Christine Blasey Ford's Case 'Weaker' Than 'He Said, She Said,' Says GOP-Hired Sex Crimes Lawyer

No "reasonable prosecutor" would bring a case based on the testimony of Christine Blasey Ford against Brett Kavanaugh, as the accusations were weaker even than a "he said, she said" scenario, according to the sex crimes prosecutor Republicans tapped to question Ford last week.

Rachel Mitchell, who on September 27 questioned Ford about her allegation of sexual assault against Kavanaugh, wrote to GOP lawmakers in a memo Sunday and explained her findings.

"A 'he said, she said' case is incredibly difficult to prove. But this case is even weaker than that," Mitchell wrote in the five-page memo, according to The Washington Post. "Dr. Ford identified other witnesses to the event, and those witnesses either refuted her allegations or failed to corroborate them."

Mitchell continued, "For the reasons discussed below, I do not think that a reasonable prosecutor would bring this case based on the evidence before the [Senate Judiciary] Committee. Nor do I believe that this evidence is sufficient to satisfy the preponderance-of-the-evidence standard."

The reasons Mitchell noted were Ford being unable to provide a "consistent account of when the alleged assault happened," her struggle to name Kavanaugh when recounting the claimed incident to her therapist and others, as well as "no memory of key details" of the night the attack occurred.

Mitchell also said Ford had not been consistent in her account, particularly with whether Kavanaugh and his friend Mark Judge had turned up the music in the room where the attack allegedly took place; Ford's apparent struggle to detail "recent events," like her interactions with the Post when she went public with her accusations; and the details on how her polygraph test was conducted.

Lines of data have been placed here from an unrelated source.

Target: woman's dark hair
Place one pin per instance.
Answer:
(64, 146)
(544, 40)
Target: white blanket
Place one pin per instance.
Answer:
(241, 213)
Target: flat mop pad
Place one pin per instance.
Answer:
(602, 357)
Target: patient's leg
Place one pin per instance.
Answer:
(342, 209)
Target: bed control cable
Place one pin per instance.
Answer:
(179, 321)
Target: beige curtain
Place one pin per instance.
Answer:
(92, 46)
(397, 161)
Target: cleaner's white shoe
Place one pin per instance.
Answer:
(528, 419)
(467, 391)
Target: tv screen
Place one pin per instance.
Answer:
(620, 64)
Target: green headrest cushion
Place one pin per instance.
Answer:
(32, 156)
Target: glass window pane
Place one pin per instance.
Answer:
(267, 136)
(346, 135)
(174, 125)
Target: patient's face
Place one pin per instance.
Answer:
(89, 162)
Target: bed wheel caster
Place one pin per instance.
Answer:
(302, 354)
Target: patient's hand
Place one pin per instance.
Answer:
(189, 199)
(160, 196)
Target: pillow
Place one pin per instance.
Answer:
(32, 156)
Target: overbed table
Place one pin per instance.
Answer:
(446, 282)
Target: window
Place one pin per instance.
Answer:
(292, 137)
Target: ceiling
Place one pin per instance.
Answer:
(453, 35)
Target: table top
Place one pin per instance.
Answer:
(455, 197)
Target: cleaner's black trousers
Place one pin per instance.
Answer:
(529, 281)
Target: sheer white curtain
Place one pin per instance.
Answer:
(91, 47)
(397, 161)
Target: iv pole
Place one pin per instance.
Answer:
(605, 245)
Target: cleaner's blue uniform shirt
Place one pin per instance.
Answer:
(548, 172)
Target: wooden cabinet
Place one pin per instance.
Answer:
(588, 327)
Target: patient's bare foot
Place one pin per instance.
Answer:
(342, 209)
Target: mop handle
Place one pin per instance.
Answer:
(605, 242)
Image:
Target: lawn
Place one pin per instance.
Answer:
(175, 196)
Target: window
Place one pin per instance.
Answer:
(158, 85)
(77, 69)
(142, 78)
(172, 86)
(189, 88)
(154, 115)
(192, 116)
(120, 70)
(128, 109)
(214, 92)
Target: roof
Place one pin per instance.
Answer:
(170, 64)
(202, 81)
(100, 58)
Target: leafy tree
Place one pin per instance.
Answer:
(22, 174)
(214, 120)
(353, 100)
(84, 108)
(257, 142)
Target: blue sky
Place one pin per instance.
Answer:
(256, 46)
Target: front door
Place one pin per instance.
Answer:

"The activities of congressional Democrats and Dr. Ford's attorneys likely affected Dr. Ford's account," Mitchell wrote, repeating Republican claims about the conduct by Democrats like Senator Dianne Feinstein of California.

ford testimony reasonable prosecutor lawyer
Rachel Mitchell at the Senate Judiciary Committee hearing on the nomination of Brett Kavanaugh to associate justice of the Supreme Court of the United States, on September 27. Getty Images/Michael Reynolds

Mitchell's questioning of Ford was widely criticized by GOP members as failing to press Ford about the actual attack and instead focusing on the details surrounding the night in question. Most noted how Republican lawmakers on the Senate Judiciary Committee had moved Mitchell aside so they could question Kavanaugh rather than Mitchell.

But the hiring of Mitchell was also perceived as a tactic by the all-male committee Republicans to avoid a repeat of the questioning of Anita Hill in 1991 during the confirmation hearings of Justice Clarence Thomas.

Despite Mitchell's assessment, most, including President Donald Trump, labeled Ford's testimony as compelling and credible; even Kavanaugh said he believed Ford had experienced an assault.

Kavanaugh categorically denied Ford's accusations when he appeared before the committee Thursday, angrily accusing Democrats of seeking revenge for the 2016 election.